197. How many types of indeclinable words are there?
198. Which nouns are necessarily indeclinable?
199. How many types of nouns are there that are indeclinable for a reason?
200. What are intended vocatives indeclinable on?
201. What is the subject of a lā that denies a whole genius indeclinable on?
202. What are compound numbers indeclinable on?
203. What are the six directions indeclinable on?
204. What verbs are necessarily indeclinable?
205. What are preterite tense verbs indeclinable on?
206. What are imperative verbs indeclinable on?
207. What verbs are there that are indeclinable for a reason?
208. Are the signs of indeclinable words ever implied?
196. An indeclinable word is a word whose end does not change no matter where it is in the sentence, for example: مَن رأیتَ. It has four signs: a dummah, fathah, kasrah, and sakūn. The dummah and kasrah are specific to nouns, for example: حَیثُ , and prepositions, for example: مُنذُ. The fathah and sakūn are seen both in nouns, for example: أینَ , verbs, for example: قامَ, and prepositions, for example: لَیتَ.
197. There are two types of indeclinable words: necessary indeclinable words, which are indeclinable in every state and words that are indeclinable for a reason which will be made declinable when the reason disappears.
198. The nouns which are necessarily indeclinable are: personal pronouns, demonstrative pronouns, conjuncts, conditional nouns, interrogative nouns, some metonymies, some adverbial nouns of time and place, verbal nouns, and sounds.
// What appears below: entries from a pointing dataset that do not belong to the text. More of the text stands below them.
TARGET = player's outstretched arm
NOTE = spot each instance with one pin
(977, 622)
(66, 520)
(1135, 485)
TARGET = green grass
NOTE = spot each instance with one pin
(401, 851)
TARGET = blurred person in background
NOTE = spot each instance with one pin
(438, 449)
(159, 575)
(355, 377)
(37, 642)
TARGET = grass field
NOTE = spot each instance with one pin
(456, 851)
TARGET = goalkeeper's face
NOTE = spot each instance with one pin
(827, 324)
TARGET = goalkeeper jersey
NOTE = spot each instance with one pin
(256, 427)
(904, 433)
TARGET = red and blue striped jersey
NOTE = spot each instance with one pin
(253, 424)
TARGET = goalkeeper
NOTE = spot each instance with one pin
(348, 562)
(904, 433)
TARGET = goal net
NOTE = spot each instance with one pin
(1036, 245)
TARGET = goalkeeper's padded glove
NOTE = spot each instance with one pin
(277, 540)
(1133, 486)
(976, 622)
199. There are four types of nouns which become indeclinable for a reason: First; intended vocatives, second; the subject of a lā that denies a whole genius, third; compound numbers, and fourth; the six directions and similar words.
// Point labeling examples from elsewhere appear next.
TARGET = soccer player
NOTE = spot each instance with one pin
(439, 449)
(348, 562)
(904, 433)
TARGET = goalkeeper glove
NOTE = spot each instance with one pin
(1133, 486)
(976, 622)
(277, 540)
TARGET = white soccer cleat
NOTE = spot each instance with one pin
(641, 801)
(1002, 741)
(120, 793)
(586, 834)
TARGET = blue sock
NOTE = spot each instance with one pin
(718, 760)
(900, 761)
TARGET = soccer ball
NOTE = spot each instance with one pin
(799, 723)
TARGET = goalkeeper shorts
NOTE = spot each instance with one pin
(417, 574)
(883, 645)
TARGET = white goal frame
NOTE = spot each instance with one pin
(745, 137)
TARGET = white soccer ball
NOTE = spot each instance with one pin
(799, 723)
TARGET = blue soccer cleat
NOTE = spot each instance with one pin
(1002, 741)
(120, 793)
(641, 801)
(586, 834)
200. If an implied vocative is singular it will become indeclinable on a vocalized dummah, for example: یا رجلُ or an implied dummah, for example: یا فتیَ. If it is in the dual form it becomes indeclinable on an alif, for example: یا مُؤمنانِ. If it is a masculine sound plural it becomes indeclinable on a wāw, for example: یا مؤمنونَ.
201. If the subject of a lā that denies a whole genius is indefinite and singular (not a compliment to a prefixed noun or similar to a compliment to a prefixed noun) it is always made indeclinable on a fathah, for example: یا رَجُلَ في الدَّارِ. If it is in the dual form or a masculine sound plural it is made indeclinable on a yā', for example: لا عالِمَینِ و لا عالِمِینَ في المدینة.
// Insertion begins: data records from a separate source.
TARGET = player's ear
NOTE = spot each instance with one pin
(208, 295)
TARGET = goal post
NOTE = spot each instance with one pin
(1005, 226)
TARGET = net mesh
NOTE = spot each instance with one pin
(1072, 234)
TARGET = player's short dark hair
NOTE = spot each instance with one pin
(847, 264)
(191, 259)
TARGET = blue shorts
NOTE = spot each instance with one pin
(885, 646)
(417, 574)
202. If the compound number is inbetween 11 and 19, excluding 12, both of its parts are made indeclinable on a fathah, for example: جاءنی خمسَةَ عَشَرَ رَجُلاً.
203. The six directions, which are:، تحتُ ، یمینُ ، شمالُ ، خلفُ و قُدَّامُ فوقُ and whatever else has their meanings, for example: قَبلُ ، بَعدُ ، أولُ ، دونُ ، و حسبُ, are all made indeclinable on a dummah.
204. Verbs that are necessarily indeclinable are the preterite tense and the imperative.
205. The preterite tense is made indeclinable on a fathah. Hence, it is correct to say that if a plural wāw or nominative pronoun is added to it, it would have an implied fathah due to the vowel sign in congruence with the wāw in the first case and the sakūn in the second.
206. An imperative is made indeclinable on a sakūn if the feminine nūn is added to it, for example: اِحفَظنَ or its last letter is sound and there is nothing added to it, for example: اِحفَظ. It is made indeclinable by erasing its last letter if it is weak and nothing is added to it, for example: اُدنُ. It is made indeclinable by erasing the nūn if it is connected to the dual alif, the plural wāw, or the second person yā', for example: اِحفظا. It is made indeclinable on a fathah if it is connected to a nūn of emphasis, for example: اِحفَظَنَّ.
207. The verbs which are made indeclinable for a reason are the aorist tense verb and no other. It is made indeclinable on a sakūn if the feminine nūn is added to it, for example: یَذهَبنَ. It is made indeclinable on a fathah if a nūn of emphasis is added to it, for example: لِیَحفَظَنَّ. If the aorist tense verb is not in these two cases then it is declinable.
208. Indeclinable signs are implied just like declinable signs are, either because another sign takes its place or because there is a reason that it cannot be mentioned, for example in vocatives, whether they be indeclinable before the vocation (یا حِذامِ) or declinable before it (یا یحییَ), or in aorist tense verbs ending in an alif (دَعا), or the subject of a lā that denies a whole genius (لا فتیَ هُنا).